The literature of NextGen Outdoor Camp describes a summer opportunity for students who “may not have family traditions of outdoor recreation.”  Chatting with NextGen students over our peanut butter and jelly sandwiches, I know that the backgrounds of our students vary greatly – that activities like our hike to the top of Green Mountain are a fun challenge for some, while other students have trouble enjoying the views from the top for fear of the creepy crawlers, the mushrooms, and the dirt underfoot.  Each student brings with him or herself a personal understanding of what makes a wild space “wild,” and each holds their own metric for what makes the outdoor world a source of excitement or anxiety.  I think back to the mentors in my life who introduced me to the outdoors, and I am perpetually grateful to them for giving me the confidence to add “I am” and “I can” to my outdoor recreation resume.  I don’t know many folks who were born great hikers, rowers, climbers, bikers, equestrians, ornithologists, marine biologists, foresters, or GPC youth education program coordinators for that matter.  These are skills that we pursue slowly, over time, and with the help of many teachers.  That inexplicable fascination with wilderness that many of us in the conservation field cannot seem to shake is not innate, nor is it universal.  Most of us were lucky enough to have someone plant that early seed, which grew and shaped us in its own time.

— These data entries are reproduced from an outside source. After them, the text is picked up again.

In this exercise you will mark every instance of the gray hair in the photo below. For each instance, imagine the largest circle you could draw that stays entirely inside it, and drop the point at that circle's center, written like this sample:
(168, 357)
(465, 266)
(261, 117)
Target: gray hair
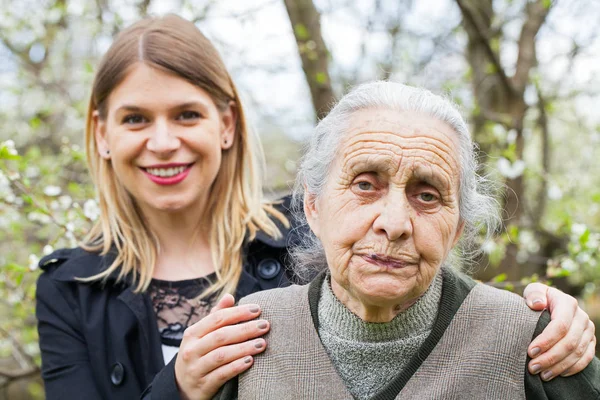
(478, 207)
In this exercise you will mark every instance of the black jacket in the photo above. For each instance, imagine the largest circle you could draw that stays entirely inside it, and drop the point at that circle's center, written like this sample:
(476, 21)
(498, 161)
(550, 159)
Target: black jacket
(102, 342)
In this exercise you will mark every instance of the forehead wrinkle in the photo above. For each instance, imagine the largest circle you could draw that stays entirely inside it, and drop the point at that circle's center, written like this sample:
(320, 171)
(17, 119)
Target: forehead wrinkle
(363, 160)
(436, 176)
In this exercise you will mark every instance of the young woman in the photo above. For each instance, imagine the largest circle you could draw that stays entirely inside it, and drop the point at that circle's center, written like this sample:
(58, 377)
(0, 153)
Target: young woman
(182, 223)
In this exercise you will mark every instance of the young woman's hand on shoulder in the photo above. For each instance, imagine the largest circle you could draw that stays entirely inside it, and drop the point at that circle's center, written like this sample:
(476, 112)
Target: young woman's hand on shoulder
(218, 348)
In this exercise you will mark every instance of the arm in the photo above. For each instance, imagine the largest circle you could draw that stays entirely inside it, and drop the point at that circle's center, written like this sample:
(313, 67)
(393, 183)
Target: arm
(584, 385)
(567, 345)
(66, 368)
(213, 351)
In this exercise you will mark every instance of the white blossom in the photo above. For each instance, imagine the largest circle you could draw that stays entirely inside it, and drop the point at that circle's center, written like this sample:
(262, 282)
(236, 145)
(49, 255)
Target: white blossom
(511, 170)
(10, 146)
(91, 210)
(52, 191)
(32, 171)
(568, 265)
(36, 216)
(578, 229)
(554, 192)
(65, 201)
(511, 136)
(33, 262)
(47, 249)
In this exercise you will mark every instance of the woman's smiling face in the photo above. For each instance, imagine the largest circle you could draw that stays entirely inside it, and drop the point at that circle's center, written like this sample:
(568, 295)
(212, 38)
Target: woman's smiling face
(389, 213)
(164, 138)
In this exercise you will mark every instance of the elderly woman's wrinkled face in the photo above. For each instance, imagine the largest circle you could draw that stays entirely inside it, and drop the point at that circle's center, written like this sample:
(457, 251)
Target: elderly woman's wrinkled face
(389, 212)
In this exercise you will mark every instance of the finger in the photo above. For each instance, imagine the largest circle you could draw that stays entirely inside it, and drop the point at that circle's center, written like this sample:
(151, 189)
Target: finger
(535, 296)
(568, 363)
(556, 359)
(231, 335)
(587, 357)
(562, 309)
(221, 318)
(224, 302)
(218, 377)
(227, 354)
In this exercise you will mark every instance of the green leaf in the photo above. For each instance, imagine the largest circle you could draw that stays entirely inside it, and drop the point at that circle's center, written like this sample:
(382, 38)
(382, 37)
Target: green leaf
(35, 122)
(301, 32)
(583, 239)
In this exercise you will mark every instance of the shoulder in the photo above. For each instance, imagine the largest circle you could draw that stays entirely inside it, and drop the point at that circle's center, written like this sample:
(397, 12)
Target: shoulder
(280, 297)
(288, 229)
(66, 265)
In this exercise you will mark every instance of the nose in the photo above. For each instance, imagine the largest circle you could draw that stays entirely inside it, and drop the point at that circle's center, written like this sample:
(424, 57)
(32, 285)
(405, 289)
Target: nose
(394, 219)
(162, 141)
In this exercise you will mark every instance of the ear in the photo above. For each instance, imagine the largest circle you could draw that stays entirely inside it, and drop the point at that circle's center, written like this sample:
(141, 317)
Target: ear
(459, 231)
(229, 119)
(99, 127)
(311, 211)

Great Peninsula Conservancy hopes to connect NextGen students with some of those important environmental mentors, and to send students home with new traditions of outdoor recreation to share with their families.  I cannot put it better than one of our students who, after deep consideration, wrote this note to his family about his experience climbing Green Mountain on the first day of camp:  “It was awesome and [you’ll] want to go there with me, and it might be hard, but very fun and awesome.”

Thank you again to everyone who has helped to support the mission of NextGen Outdoor Camp so far.  May we all continue to harvest purposefully and on behalf of the generations to come.  I will continue to keep you posted with words from the woods as the summer continues.